La situazione, dunque, è ancora più critica dello scorso anno?
«Nel marzo 2020, avevamo avuto un picco di ricoveri, che poi era iniziato a decrescere dopo l’introduzione del lockdown. Ora invece abbiamo assistito ad una crescita costante durata mesi e ad un’impennata negli ultimi giorni».


Impennata che si è verificata, oltretutto, a reparti già pieni: secondo lei, sarebbe utile un altro lockdown come quello del 2020 per ridare ossigeno agli ospedali?
«Il lockdown sarebbe stato utile un mese fa, facendolo ora saremmo già in ritardo. Chiaramente, questo è il mio punto di vista da medico: mi rendo conto che poi ci sono tanti altri aspetti da prendere in considerazione per una decisione del genere».


La zona rossa può essere la risposta? 
«Non mi sembra. Ho l’impressione che ci sia ancora molta gente in giro».


Questa terza ondata poteva essere prevista ed evitata?
«Avremmo dovuto capire che saremmo andati incontro ad una notevole crescita dei contagi quando abbiamo individuato i primi casi di variante inglese. Guardando ciò che stava accadendo in Gran Bretagna, dove aumentavano positivi e decessi, era chiaro che la stessa cosa si sarebbe verificata anche da noi. Come era stato un anno fa con la Cina».

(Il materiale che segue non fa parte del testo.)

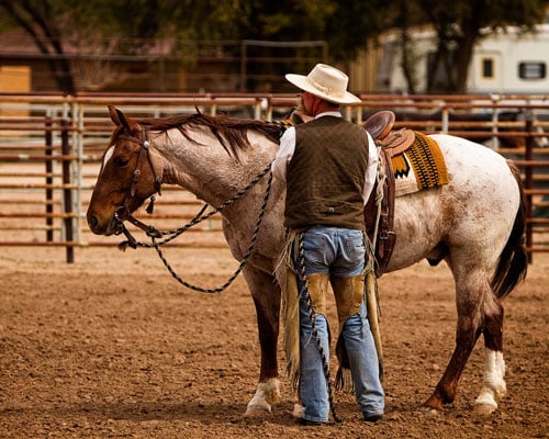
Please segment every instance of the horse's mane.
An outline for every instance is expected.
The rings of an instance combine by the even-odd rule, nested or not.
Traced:
[[[237,155],[239,149],[246,149],[250,146],[247,136],[249,131],[260,133],[277,144],[283,132],[282,124],[278,123],[236,119],[228,115],[210,116],[200,112],[170,117],[139,119],[136,122],[149,131],[160,133],[177,128],[187,139],[194,143],[198,142],[191,137],[190,131],[197,127],[205,127],[210,130],[231,155]]]

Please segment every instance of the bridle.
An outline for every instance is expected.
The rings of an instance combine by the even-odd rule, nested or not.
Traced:
[[[147,207],[147,213],[153,213],[155,194],[156,193],[160,194],[161,178],[156,173],[155,168],[153,166],[153,160],[150,159],[150,151],[149,151],[150,143],[147,139],[147,131],[146,130],[143,131],[143,139],[139,139],[139,138],[134,137],[134,136],[125,135],[125,134],[122,134],[119,137],[123,138],[125,140],[134,142],[134,143],[139,145],[139,153],[137,156],[137,162],[135,165],[135,170],[134,170],[134,173],[132,177],[132,184],[130,187],[130,190],[126,193],[126,196],[124,199],[124,203],[119,209],[116,209],[116,212],[114,213],[114,222],[115,222],[114,234],[115,235],[124,234],[124,236],[127,239],[126,241],[121,243],[119,245],[119,248],[122,250],[124,250],[127,246],[130,246],[134,249],[137,247],[154,248],[157,251],[157,254],[158,254],[159,258],[161,259],[161,261],[164,262],[164,264],[166,266],[166,268],[168,269],[168,271],[170,272],[170,274],[173,277],[173,279],[176,279],[176,281],[178,281],[183,286],[187,286],[191,290],[199,291],[202,293],[220,293],[220,292],[224,291],[225,289],[227,289],[233,283],[233,281],[238,277],[238,274],[242,272],[242,270],[244,269],[244,266],[246,264],[249,257],[251,256],[251,252],[254,251],[254,248],[255,248],[255,245],[257,241],[257,236],[259,233],[259,228],[261,226],[261,223],[262,223],[262,219],[265,216],[265,212],[267,210],[267,202],[268,202],[269,195],[270,195],[270,190],[271,190],[271,184],[272,184],[271,164],[267,165],[254,179],[251,179],[251,181],[248,182],[248,184],[246,184],[243,189],[240,189],[237,193],[235,193],[232,198],[229,198],[227,201],[225,201],[219,207],[214,207],[210,212],[204,213],[209,206],[208,204],[204,204],[202,206],[202,209],[200,210],[200,212],[197,215],[194,215],[194,217],[189,223],[184,224],[183,226],[181,226],[175,230],[160,232],[157,228],[155,228],[154,226],[146,225],[145,223],[142,223],[139,219],[135,218],[132,215],[132,213],[130,212],[130,210],[127,209],[127,200],[130,199],[130,196],[134,196],[135,192],[136,192],[137,181],[141,177],[141,167],[142,167],[144,155],[147,156],[148,164],[150,166],[153,176],[155,178],[155,192],[153,193],[153,195],[150,195],[150,203]],[[188,283],[183,279],[181,279],[175,272],[173,268],[168,263],[168,261],[164,257],[164,254],[160,250],[160,246],[175,239],[176,237],[181,235],[183,232],[186,232],[190,227],[208,219],[209,217],[213,216],[216,213],[223,212],[225,209],[233,205],[237,200],[243,198],[254,185],[256,185],[256,183],[258,183],[266,175],[269,175],[268,181],[267,181],[267,188],[266,188],[266,191],[265,191],[265,194],[262,198],[262,203],[261,203],[261,207],[259,210],[256,225],[255,225],[254,232],[251,234],[251,240],[250,240],[250,244],[248,246],[248,249],[246,250],[246,254],[244,255],[243,259],[240,260],[240,263],[238,264],[238,268],[235,270],[235,272],[228,278],[228,280],[222,286],[213,288],[213,289],[205,289],[205,288],[201,288],[201,286],[195,286],[195,285]],[[137,239],[135,239],[134,236],[130,233],[130,230],[124,225],[124,221],[128,221],[134,226],[144,230],[150,237],[152,244],[141,243]],[[166,237],[166,236],[168,236],[168,237]],[[157,240],[159,238],[163,238],[163,239]]]
[[[161,236],[161,234],[158,230],[156,230],[153,226],[148,226],[145,223],[142,223],[139,219],[135,218],[130,212],[130,209],[127,207],[130,198],[135,196],[135,192],[137,190],[137,182],[139,180],[141,168],[143,165],[143,156],[146,156],[148,165],[150,167],[150,171],[153,172],[155,179],[155,192],[150,195],[150,202],[146,209],[147,213],[153,213],[154,211],[155,195],[157,193],[158,195],[161,195],[161,177],[156,173],[153,160],[150,159],[150,143],[148,142],[148,134],[146,128],[143,128],[143,138],[131,136],[128,134],[121,134],[119,138],[122,138],[124,140],[130,140],[139,145],[137,161],[135,164],[135,169],[132,176],[132,184],[130,185],[130,189],[127,190],[126,195],[124,196],[124,202],[119,209],[116,209],[116,212],[114,213],[114,222],[115,222],[114,234],[115,235],[124,234],[127,238],[127,244],[132,248],[136,248],[137,247],[136,240],[132,236],[130,230],[127,230],[127,228],[125,227],[124,221],[128,221],[134,226],[141,228],[142,230],[146,232],[149,235],[154,234],[157,237]]]

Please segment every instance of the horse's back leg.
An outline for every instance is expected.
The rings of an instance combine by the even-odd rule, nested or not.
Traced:
[[[496,407],[496,397],[505,393],[503,380],[503,306],[492,292],[489,270],[482,269],[479,260],[462,260],[459,266],[450,263],[456,279],[456,303],[458,324],[456,347],[446,371],[434,393],[424,403],[427,408],[442,410],[456,397],[459,379],[479,336],[484,334],[485,369],[481,395],[475,404],[484,413]]]
[[[246,408],[246,415],[271,412],[280,399],[277,344],[279,335],[280,289],[272,275],[255,269],[244,270],[256,306],[261,365],[256,393]]]

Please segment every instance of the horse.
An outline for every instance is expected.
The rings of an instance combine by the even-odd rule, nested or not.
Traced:
[[[115,128],[87,212],[90,229],[99,235],[120,234],[123,221],[133,218],[131,213],[163,183],[178,184],[220,206],[268,169],[279,148],[281,126],[272,122],[200,112],[132,119],[112,105],[109,113]],[[444,412],[455,401],[458,381],[482,334],[483,384],[474,407],[491,414],[506,392],[502,300],[525,278],[528,264],[525,192],[517,168],[498,154],[459,137],[430,137],[444,153],[449,183],[396,198],[396,243],[385,272],[423,259],[449,266],[456,284],[456,345],[422,407]],[[222,212],[235,259],[242,261],[257,238],[243,274],[256,308],[261,358],[245,415],[271,412],[281,395],[277,363],[281,290],[274,272],[285,240],[284,196],[284,182],[259,178]],[[258,215],[262,219],[255,236]]]

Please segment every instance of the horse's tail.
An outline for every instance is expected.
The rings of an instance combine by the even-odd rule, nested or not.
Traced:
[[[492,289],[500,299],[504,299],[509,294],[524,280],[528,270],[528,255],[526,252],[526,192],[524,191],[523,179],[518,168],[509,160],[507,160],[507,165],[518,184],[520,204],[507,244],[505,244],[500,255],[497,267],[491,281]]]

Non impariamo dagli errori, insomma.
«In generale, come Italia, mi pare di no». 


Ha notato variazioni nella tipologia di paziente e nella severità della malattia rispetto alla prima ondata? 
«Ci sono molte più donne, rispetto alla prima ondata in cui la maggior parte dei pazienti erano uomini, e diversi soggetti con poche o nessuna patologia. Si è anche abbassata l’età rispetto ai ricoveri del marzo 2020. La malattia appare più severa, ma le ragioni potrebbero essere diverse: non sappiamo se sia perché le varianti sono più aggressive, o se è per l’uso del cortisone, o per altro».